I was thinking about making a simple review consolidation service like gatherup.com, endorsal.io, or repuso.com, where you provide links to your Yelp page, Facebook Reviews page, Trustpilot page, etc. up to like 100 sources, and it pulls all your reviews and displays them in a centralized place.
I was trying to determine what the easiest way to do this would be. Since these sites are just asking for links to the review page, not having you actually sign in to an integration of some sort, I assume they're just scraping the reviews from the page?
So my solution would need to have a CRON job of some sort fire once a day to fetch new reviews. At that time, for each of my customers, for each of their review sources (Google, FB, Yelp..), I send out a web scraper (Puppeteer?), and that has to find each review on page as well as progress through each page if more than one, and save it back to my database.
This seems doable but it also seems pretty complex and easy to break, like if Trustpilot changes an element on page it could break my scraper, or my scraper could get blocked easily, or a review could be easily missed. Am I thinking about this correctly or is there a more simple obvious route to go?

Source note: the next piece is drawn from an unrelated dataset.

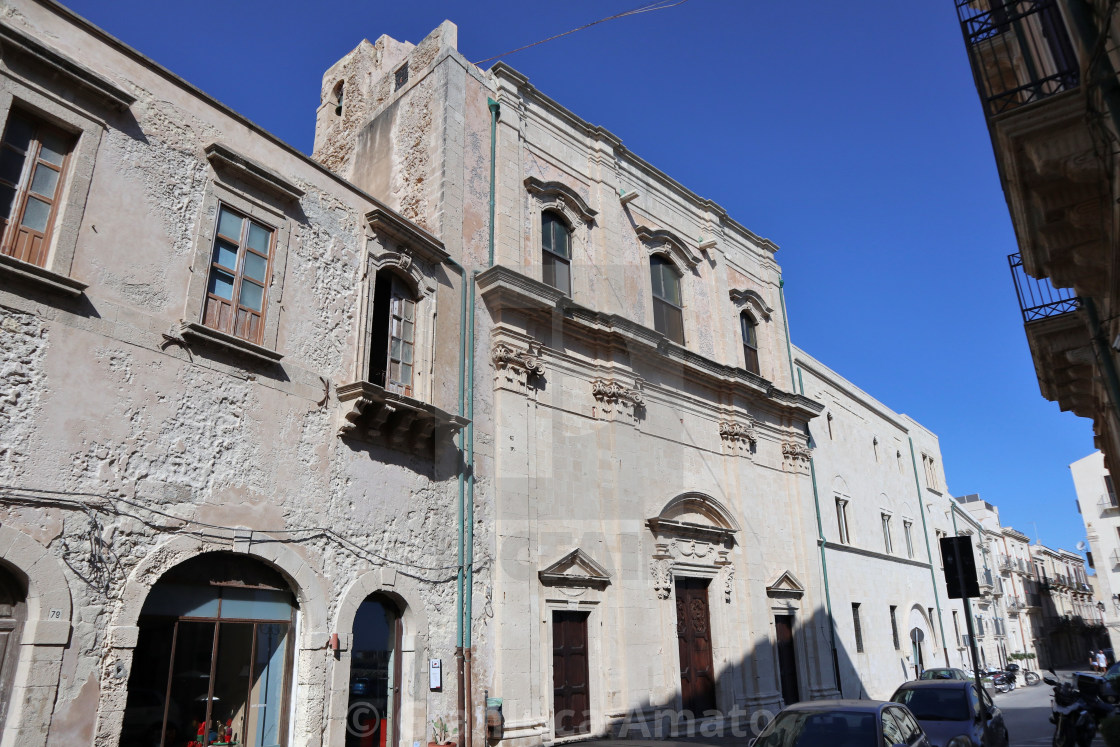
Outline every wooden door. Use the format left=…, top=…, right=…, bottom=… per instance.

All review consolidation products achive this by scrapping. There isn't any better way to do this...
Instead, to maintain consistency you should scrap a particular page every day and compare this will predefined output..
You should do it just for 1 review. If the outcome don't match, then fire an email to yourself. This helps to keep an eye on changes...
This is the technic to get the data, however, pay attention to duplicate content penalty with SEO. Resharing unedited content without canonical links can get you in trouble.
It's going to be a risky business. Scaling it going to be another issue. I don't believe they'll do something about it as long as you don't hurt their business.
About scraping, first I'd look for their API, next inspect their private APIs, if they don't work out use the headless solution.
It's doable as others already did. Things break, your test cases for each review site will alert you when that happens.
Thanks for the info! Yeah I figured there may be some ToS issues too so thats yet another issue, I'll dig into the APIs to see if I can leverage that but I'm thinking this turned out to be more trouble than it's worth.
I don't have any accounts on these review sites so I'm not familiar with their logic but after a quick look I noticed some of them have "Save" buttons on business profiles. Potentially allowing regular users to follow those business' feed/reviews. If that's the case, that could be another way to fetch data.
I can't say anything about the trouble/worth. So good luck with it.